Both are examples of double-dipping that raise questions about keeping retirees on the payroll when so many other New Yorkers are unemployed.
In Fairbrother's case, a lawsuit by a citizens group alleges that prior to her 2007 retirement she made a "demand on town officials in exchange for her silence concerning highly improper accounting of town revenues and expenditures".
In 2008, she received $71,544 in overtime for the period between 2002 and 2007, which boosted her pension by 29 percent, according to the Utica Observer-Dispatch.
In an editorial, the paper calls Fairbrother's "the most egregious recent example locally" of double-dipping.
Fairbrother who is over 65 did not need a waiver to collect a pension while holding a government job.

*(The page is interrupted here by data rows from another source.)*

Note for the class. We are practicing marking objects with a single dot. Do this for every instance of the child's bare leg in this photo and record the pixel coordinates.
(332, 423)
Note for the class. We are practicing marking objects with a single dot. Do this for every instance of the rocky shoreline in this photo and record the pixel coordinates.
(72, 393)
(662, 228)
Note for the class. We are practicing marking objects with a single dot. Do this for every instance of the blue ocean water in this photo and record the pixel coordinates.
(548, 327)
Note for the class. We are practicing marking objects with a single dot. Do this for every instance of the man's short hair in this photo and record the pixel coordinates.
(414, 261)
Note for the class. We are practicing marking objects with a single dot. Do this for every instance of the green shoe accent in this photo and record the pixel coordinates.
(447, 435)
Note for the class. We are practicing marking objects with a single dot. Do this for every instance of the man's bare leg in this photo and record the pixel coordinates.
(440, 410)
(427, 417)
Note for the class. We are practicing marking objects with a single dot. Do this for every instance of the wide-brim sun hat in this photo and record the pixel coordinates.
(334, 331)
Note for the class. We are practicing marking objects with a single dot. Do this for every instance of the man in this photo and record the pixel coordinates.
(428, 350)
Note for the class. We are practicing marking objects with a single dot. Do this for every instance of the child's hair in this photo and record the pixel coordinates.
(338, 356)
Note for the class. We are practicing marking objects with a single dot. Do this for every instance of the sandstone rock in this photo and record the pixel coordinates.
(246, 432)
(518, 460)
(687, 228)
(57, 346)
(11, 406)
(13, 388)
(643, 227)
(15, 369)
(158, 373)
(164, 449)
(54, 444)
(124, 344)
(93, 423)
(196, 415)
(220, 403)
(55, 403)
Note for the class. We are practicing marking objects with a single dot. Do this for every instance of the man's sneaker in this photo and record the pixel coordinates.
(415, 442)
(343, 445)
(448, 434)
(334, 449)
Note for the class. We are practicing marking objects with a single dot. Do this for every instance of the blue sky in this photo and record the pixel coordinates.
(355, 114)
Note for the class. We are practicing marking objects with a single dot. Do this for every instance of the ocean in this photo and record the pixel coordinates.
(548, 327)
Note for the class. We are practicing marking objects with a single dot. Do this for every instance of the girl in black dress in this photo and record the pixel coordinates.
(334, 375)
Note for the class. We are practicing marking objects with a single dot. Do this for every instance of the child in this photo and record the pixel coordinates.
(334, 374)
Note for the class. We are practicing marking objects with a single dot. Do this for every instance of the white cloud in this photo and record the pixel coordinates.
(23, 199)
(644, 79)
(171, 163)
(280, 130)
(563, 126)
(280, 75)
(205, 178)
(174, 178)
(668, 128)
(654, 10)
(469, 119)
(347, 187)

Fairbrother will pull in about $101,000 this year from the combination of paycheck and pension. In the Mohawk Valley, that is an absurd sum of money to be paying a bookkeeper, particularly one who was overseeing the books as New Hartford's finances went into the toilet without anybody knowing about it between 2006 and 2009.
But [Mark Johnson, a spokesman for the pension system] said such employees must formally retire from the town and then be rehired, even if there is very little time between the two.
In Yonkers, that will happen when Deputy Mayor William Regan formally retires August 11, confident he will be rehired the next day.
"That can take two seconds," he said. Still, Fairbrother should have been formally taken off the town payroll and then reinstated, he said.
It appears that did not happen.
Regan, 62, whose current salary is $163,332, will earn $29,999 when he is rehired. Mayor Phil Amicone's spokesman, David Simpson, said Regan's new salary plus his annual pension are expected to match his current salary.Regan's lower salary will relieve the administration from having to request a waiver from the state Civil Service Commission, whose post-retirement income threshold for a waiver requirement is $30,000 for people under 65.Regan told the Journal News the move will save the city about $150,000 over the next 16 months. The newspaper does not quote other city officials to independently back up Regan's claim.
Regan explains that he was also motivated by protecting his wife's right to his pension. He told the paper that if he died while his an "active" city employee, "my wife gets only a lump sum, so I'm protecting her."